Una frase muy utilizada para vender tiempo, muy poco tiempo y muy poco esfuerzo para cambiar y deshacerte de esos kilos que tienes de más. Un eslogan publicitario que llama la atención de inmediato, pues vende una solución sin hacer prácticamente nada. Y nos lo creemos, creemos que a pesar de cualquier cosa que estemos haciendo mal, con muy poco esfuerzo y tiempo se le puede dar la vuelta. Esto nos lleva a pensar que es nuestra culpa, que perder peso es fácil y nos merecemos pagar por ese remedio, ya que no podemos hacerlo nosotros mismos.

Será la forma más antigua de vender, pero sigue resultando. A pesar de la cantidad de información fiable y bien documentada que podemos encontrar en la web, a través de blogs con fundamentos científicos y del sentido común, se sigue vendiendo el elixir de la juventud, y la continua práctica de este “atajo” para controlar un estado metabólico complicado, se está convirtiendo en un problema aún mayor, la adaptación metabólica a los regímenes y a las fluctuaciones de peso rápidas. Las consecuencias de estas prácticas, la vemos en consulta diariamente:

1.- El efecto rebote, a corto o largo plazo, lo que provoca un problema metabólico que con el tiempo es mucho más difícil de revertir.

2.- La creencia de que el control de peso es un proceso de “castigo” por el que tenemos que pasar obligatoriamente.

3.- El aumento de la creencia en Mitos alimentarios, que prolongan el problema.

4.- Los miedos a ciertos alimentos por el contenido en calorías, o la creencia de que al ingerirlos “aumentas de peso” sin más.

Estas creencias se acentúan cuando llega alguna temporada como el verano.
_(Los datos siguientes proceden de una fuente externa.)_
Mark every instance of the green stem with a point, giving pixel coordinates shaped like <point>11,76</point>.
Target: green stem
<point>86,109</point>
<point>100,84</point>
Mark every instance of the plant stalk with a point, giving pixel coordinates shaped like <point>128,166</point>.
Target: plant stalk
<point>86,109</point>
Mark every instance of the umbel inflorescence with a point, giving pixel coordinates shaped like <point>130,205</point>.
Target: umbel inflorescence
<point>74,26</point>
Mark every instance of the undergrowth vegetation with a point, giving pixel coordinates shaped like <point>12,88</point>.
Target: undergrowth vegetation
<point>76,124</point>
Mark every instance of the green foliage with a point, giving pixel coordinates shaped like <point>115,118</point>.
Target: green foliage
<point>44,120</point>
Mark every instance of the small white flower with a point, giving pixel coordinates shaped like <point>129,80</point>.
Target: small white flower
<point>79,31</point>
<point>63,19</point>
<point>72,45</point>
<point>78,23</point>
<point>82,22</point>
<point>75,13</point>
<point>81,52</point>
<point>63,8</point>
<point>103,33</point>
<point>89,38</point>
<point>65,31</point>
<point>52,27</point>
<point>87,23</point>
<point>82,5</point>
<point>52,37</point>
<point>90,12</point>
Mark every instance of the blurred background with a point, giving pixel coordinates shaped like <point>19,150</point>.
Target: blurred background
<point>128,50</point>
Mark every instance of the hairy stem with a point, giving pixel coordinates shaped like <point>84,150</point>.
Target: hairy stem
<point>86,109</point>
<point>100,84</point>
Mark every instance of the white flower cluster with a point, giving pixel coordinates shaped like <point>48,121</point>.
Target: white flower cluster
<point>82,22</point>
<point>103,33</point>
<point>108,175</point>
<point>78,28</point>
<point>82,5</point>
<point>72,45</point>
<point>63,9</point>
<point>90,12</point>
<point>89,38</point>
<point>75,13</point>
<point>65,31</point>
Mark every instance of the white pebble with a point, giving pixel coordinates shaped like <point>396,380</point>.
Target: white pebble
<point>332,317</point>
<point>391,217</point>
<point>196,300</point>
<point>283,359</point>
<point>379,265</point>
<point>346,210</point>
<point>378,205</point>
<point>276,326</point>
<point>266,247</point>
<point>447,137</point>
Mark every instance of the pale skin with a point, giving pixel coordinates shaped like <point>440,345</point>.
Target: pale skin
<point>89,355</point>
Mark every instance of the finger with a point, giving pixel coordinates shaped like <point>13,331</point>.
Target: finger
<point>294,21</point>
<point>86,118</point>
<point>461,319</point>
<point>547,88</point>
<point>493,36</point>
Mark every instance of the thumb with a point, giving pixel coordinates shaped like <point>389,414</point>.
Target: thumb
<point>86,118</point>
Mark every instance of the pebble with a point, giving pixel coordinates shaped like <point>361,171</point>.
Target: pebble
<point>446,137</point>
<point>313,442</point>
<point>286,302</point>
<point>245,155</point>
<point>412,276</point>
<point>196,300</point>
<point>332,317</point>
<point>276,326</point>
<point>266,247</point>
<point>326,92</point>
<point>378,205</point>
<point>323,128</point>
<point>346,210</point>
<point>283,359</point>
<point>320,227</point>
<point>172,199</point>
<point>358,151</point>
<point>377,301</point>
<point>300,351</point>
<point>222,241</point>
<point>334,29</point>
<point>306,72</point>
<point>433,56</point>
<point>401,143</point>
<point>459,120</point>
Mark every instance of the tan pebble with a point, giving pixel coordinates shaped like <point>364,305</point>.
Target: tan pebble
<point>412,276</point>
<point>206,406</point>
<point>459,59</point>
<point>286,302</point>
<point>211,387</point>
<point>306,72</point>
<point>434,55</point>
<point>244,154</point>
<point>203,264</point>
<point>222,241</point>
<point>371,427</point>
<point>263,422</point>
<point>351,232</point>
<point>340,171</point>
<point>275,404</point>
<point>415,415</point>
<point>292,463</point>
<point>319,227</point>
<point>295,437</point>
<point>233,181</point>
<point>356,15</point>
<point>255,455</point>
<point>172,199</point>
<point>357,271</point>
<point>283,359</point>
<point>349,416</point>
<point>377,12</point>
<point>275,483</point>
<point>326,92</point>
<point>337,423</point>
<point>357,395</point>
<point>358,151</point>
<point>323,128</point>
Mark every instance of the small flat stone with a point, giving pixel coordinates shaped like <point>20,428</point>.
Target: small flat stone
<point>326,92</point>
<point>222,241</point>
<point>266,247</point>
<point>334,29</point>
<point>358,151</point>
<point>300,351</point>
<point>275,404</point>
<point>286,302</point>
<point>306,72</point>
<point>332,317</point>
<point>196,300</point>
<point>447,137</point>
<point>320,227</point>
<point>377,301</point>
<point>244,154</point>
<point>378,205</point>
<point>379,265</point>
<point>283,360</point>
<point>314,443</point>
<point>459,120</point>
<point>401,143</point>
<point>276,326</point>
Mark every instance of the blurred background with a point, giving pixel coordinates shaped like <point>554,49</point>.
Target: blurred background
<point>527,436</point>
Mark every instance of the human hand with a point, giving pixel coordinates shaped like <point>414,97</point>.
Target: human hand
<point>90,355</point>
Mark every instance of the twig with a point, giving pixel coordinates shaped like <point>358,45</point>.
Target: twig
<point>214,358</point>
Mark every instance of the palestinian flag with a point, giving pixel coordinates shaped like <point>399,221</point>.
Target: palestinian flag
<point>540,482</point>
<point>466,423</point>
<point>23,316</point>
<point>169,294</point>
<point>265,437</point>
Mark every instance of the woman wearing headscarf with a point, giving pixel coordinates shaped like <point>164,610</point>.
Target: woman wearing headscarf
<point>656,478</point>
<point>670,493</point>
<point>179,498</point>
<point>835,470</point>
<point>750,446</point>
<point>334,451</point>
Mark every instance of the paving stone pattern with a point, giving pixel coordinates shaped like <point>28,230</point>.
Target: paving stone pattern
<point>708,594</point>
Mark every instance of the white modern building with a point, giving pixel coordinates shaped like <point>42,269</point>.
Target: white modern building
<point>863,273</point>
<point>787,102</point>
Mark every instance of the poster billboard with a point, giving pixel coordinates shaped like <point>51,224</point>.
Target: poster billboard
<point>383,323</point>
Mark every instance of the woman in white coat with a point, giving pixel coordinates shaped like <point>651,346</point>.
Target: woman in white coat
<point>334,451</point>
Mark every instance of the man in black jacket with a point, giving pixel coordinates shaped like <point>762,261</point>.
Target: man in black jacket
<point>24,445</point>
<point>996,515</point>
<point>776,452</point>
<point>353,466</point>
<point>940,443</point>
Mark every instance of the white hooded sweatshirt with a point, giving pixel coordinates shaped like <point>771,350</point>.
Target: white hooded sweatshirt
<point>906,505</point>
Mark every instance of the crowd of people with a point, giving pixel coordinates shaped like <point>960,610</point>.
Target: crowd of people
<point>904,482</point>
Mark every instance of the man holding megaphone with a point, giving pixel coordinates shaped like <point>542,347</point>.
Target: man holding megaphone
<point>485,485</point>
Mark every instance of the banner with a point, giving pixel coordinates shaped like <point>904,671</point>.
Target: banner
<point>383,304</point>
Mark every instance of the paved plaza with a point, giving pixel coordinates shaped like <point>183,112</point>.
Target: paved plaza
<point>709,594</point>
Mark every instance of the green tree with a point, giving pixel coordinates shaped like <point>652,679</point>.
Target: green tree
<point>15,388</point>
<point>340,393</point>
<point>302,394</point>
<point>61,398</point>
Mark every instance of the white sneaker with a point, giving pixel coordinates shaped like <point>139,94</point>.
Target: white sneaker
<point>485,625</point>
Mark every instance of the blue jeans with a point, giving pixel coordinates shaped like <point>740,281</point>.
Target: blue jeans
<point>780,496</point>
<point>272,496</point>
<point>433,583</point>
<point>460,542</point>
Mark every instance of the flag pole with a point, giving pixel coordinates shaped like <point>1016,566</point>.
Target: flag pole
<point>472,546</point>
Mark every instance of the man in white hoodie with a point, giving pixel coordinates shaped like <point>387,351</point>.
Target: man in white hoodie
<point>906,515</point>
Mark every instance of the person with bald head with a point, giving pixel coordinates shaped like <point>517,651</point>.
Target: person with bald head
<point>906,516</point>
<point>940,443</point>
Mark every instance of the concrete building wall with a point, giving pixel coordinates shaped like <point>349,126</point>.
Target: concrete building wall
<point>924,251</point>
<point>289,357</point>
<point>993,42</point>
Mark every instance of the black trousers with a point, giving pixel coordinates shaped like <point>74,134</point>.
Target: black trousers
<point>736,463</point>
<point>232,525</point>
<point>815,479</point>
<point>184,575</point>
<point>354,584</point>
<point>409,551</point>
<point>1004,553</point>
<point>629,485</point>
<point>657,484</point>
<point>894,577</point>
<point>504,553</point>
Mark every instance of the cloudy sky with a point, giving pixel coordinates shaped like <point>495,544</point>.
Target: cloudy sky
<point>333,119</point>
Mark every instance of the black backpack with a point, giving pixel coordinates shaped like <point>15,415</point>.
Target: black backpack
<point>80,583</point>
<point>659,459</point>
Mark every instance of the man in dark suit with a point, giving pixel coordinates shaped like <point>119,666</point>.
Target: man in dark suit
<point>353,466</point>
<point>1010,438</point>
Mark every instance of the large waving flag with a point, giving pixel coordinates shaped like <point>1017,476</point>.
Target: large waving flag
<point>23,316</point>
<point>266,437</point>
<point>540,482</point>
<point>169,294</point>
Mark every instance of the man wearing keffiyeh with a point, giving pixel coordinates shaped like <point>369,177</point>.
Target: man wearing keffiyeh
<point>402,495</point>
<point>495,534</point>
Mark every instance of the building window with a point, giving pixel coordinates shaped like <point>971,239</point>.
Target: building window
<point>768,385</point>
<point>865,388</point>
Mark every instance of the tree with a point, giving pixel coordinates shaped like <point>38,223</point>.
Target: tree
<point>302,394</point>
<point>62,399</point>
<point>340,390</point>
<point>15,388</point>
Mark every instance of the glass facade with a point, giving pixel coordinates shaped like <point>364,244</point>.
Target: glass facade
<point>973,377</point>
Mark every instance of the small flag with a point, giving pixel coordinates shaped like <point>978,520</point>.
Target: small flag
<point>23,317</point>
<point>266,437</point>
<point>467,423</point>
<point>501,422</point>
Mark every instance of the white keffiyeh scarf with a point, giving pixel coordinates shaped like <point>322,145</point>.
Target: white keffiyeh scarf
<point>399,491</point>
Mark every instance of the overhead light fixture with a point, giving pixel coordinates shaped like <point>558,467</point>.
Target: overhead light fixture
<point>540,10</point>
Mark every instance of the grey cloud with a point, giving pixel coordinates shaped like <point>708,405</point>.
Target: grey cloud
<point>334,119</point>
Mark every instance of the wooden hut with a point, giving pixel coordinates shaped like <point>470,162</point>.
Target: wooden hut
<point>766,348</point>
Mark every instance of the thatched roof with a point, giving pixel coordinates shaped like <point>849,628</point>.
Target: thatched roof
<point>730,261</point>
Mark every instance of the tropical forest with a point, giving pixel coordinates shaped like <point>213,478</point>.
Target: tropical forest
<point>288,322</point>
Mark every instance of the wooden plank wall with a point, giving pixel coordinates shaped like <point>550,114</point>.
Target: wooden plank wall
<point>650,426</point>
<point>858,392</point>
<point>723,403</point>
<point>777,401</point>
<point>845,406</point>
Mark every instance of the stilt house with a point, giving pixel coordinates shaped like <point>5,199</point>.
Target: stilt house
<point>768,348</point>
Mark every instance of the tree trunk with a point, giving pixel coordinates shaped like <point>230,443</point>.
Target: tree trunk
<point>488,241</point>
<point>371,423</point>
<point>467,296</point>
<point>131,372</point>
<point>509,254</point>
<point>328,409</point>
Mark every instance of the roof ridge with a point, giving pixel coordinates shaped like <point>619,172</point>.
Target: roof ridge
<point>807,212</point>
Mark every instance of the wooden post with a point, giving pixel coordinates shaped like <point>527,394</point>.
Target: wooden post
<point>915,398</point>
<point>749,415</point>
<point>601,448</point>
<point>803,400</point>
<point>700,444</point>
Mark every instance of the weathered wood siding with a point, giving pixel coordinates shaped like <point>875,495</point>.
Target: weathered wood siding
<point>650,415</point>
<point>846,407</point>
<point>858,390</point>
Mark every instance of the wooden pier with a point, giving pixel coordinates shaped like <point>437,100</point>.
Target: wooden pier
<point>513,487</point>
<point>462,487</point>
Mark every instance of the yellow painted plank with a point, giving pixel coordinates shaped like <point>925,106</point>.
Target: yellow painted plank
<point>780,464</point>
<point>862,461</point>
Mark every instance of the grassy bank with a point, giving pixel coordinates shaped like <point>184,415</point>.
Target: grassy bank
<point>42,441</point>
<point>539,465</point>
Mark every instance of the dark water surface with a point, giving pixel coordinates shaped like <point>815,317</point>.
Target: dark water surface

La profesión nutricional, muchas veces no se vincula directamente con la salud sino con la estética, la pérdida de peso como acción para sentirte mejor contigo mismo/a, para lucirte en verano o para que te quede la ropa. No estamos acostumbrados a asociar la nutrición con la salud, el alimentarse bien con estar saludables, el consumir alimentos como fuente de vitaminas y macronutrientes que te permitan tener una vida saludable. Esto es un error, y gracias a la evidencia científica plasmada en los cada vez más numerosos artículos científicos provenientes de estudios clínicos, meta análisis, etc, parte de la población a empezado a tomar conciencia de la importancia que tiene la alimentación en tu salud a largo y corto plazo.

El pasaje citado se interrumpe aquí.